Through this mapping exercise, several KC4 assays or detection techniques have been identified across these different subgroups, many of which can be applied in exposed humans or in primary human tissues or cells. Methods used to measure DNA methylation in exposed humans, both global and locus-specific, include (but are not limited to) the affinity enrichment technique, bisulfite conversion, Enzyme-Linked Immunosorbent Assay (ELISA), application of endonucleases and methyl-sensitive restriction enzymes, HPLC, the luminometric methylation assay, MS, and colorimetric methylated DNA quantification kits [53–55].

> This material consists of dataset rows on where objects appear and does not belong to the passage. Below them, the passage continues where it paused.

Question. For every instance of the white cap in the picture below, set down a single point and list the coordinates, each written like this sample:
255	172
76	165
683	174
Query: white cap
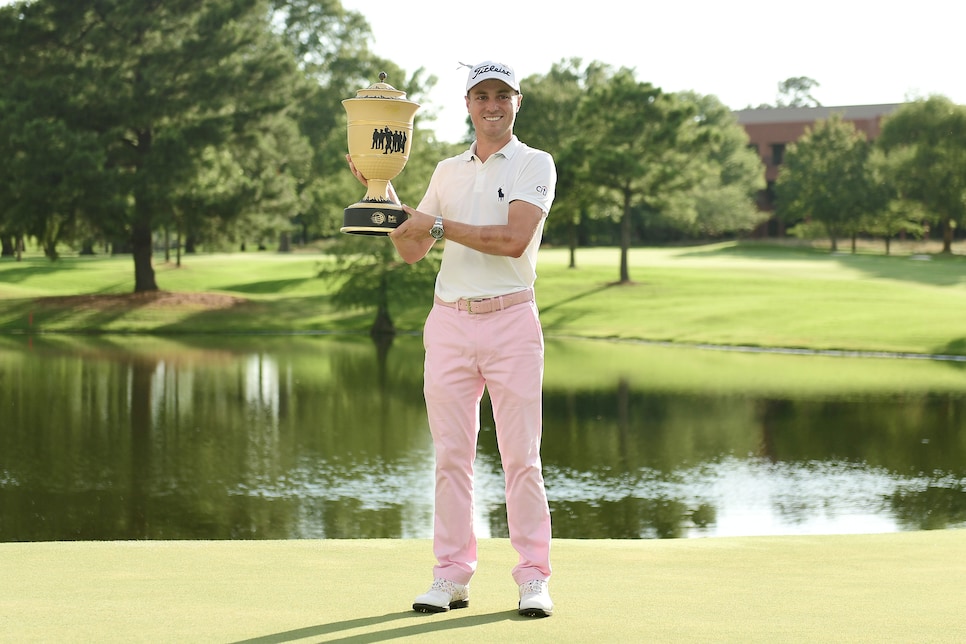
490	69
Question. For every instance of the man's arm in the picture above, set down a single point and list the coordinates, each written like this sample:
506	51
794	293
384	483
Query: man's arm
510	239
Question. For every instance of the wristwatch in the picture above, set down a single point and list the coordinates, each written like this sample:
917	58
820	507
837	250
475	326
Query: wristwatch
437	230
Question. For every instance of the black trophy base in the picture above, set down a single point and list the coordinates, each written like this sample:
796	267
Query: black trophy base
372	218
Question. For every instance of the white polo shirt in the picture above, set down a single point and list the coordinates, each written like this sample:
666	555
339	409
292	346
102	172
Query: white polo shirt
465	189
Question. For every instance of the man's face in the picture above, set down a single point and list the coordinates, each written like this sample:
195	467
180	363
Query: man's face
493	107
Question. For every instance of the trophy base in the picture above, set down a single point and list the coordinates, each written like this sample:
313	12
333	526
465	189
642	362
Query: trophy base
374	218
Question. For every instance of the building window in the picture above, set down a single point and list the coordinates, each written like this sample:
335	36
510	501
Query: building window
777	153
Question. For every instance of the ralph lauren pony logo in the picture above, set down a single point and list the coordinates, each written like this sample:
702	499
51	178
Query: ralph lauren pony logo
388	141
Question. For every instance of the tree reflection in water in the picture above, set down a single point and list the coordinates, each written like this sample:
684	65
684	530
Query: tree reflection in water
325	437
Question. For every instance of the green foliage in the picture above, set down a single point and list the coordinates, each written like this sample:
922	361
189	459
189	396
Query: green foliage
826	178
925	145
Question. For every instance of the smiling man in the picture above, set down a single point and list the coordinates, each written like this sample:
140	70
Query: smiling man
483	333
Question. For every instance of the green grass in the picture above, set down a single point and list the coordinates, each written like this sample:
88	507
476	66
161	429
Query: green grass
747	294
904	587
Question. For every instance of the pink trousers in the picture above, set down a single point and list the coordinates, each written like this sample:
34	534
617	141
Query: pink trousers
502	352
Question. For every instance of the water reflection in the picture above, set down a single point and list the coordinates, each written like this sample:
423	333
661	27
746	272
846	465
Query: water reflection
323	437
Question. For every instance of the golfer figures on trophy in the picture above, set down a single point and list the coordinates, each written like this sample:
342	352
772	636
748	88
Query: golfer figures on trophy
380	137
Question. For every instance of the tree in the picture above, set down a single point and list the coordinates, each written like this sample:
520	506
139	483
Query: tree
155	87
826	178
797	92
925	142
550	122
641	150
722	200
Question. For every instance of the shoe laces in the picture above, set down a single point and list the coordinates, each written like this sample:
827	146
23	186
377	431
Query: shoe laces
533	587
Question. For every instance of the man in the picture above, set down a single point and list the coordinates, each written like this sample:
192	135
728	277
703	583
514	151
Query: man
489	204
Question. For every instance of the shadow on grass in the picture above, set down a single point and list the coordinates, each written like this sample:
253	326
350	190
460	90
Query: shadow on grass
415	624
937	270
267	287
578	296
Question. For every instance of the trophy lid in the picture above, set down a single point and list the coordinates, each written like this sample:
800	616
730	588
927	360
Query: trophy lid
381	89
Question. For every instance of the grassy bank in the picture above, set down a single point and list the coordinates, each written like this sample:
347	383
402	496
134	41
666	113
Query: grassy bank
733	294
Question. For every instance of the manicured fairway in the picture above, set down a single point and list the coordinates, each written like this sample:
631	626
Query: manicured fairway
904	587
726	294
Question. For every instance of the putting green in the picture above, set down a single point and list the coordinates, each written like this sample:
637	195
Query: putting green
906	586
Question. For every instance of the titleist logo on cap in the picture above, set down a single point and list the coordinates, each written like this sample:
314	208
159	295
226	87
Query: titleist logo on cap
496	69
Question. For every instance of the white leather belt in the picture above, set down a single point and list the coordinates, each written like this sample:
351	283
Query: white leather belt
488	304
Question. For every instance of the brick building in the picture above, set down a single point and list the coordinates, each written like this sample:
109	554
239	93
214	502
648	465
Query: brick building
770	130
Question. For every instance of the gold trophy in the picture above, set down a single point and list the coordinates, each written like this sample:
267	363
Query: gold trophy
380	138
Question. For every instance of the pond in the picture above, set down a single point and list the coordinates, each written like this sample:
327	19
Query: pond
286	437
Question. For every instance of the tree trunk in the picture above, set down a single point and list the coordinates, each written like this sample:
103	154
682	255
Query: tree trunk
573	244
625	239
142	247
383	325
947	236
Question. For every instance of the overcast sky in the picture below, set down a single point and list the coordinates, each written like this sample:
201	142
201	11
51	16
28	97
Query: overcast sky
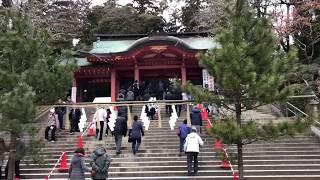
99	2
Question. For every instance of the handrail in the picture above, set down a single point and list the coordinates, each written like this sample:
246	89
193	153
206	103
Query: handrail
54	167
300	112
86	128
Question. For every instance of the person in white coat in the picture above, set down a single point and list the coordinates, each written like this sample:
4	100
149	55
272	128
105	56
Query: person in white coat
191	148
100	117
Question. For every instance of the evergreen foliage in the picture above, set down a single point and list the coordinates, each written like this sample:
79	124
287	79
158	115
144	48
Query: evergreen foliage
251	71
31	72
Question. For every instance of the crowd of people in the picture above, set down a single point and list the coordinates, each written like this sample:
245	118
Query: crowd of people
20	151
99	164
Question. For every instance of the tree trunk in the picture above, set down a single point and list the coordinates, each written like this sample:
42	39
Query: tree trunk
240	161
239	144
12	153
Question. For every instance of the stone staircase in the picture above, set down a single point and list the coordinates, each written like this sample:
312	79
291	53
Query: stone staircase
292	159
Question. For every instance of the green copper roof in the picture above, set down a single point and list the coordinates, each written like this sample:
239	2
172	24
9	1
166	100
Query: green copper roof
82	61
118	46
111	46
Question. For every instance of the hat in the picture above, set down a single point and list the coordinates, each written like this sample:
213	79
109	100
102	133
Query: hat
51	110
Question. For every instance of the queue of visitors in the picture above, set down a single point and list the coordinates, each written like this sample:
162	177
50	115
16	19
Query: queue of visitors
99	162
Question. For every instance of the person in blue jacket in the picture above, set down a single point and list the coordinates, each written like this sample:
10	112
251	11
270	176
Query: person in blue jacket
183	132
135	134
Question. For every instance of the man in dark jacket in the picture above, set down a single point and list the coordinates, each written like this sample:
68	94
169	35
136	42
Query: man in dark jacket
135	134
196	119
184	130
60	111
74	117
120	129
122	109
20	153
100	162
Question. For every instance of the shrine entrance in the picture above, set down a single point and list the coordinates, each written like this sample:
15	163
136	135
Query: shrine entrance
116	62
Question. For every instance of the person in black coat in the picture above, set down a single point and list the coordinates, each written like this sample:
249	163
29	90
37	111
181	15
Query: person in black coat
74	117
196	119
135	134
120	129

Assays measuring changes in the expression of both small and long noncoding RNAs have also been used as supporting evidence of KC4. These methods range from Reverse Transcription-Polymerase Chain Reaction, northern blotting, hybridization to microarrays, cloning, and sequencing, as well as in situ hybridization methods. This includes single-cell miRNA detection by microscopy with in situ hybridization to measure small noncoding RNAs [56] and single-molecule RNA in situ hybridization (smRNA FISH) to measure long noncoding RNAs, a heterogenous class of mRNA-like transcripts that do not code for proteins [57]. A more recent study employed RNA-seq as a means of identifying long noncoding RNA tissue- and cancer-specific expression profiles in human blood or urine samples [58]. For instance, diagnostic tests have been developed for the detection of PCA3, a prostate-specific long-coding RNA (lncRNA), overexpressed in prostate cancer in urine samples as a biomarker for noninvasive diagnosis of prostate cancer [59, 60]. Additional endpoints and assays that have been employed in exposed humans and have been used to support the classification of a chemical as exhibiting KC4 are summarized in Supplementary Table 4(D).
Measurement of KC7 in exposed humans
Measuring immunosuppression (KC7) in the body is multidimensional, as it affects the entire immune system and involves interactions between innate and adaptive immunity. As the biological endpoints of immunosuppression are more ambiguous than those associated with genotoxicity, for example, this mapping exercise has aimed to characterize those that have been referenced in previous monographs to refine this list.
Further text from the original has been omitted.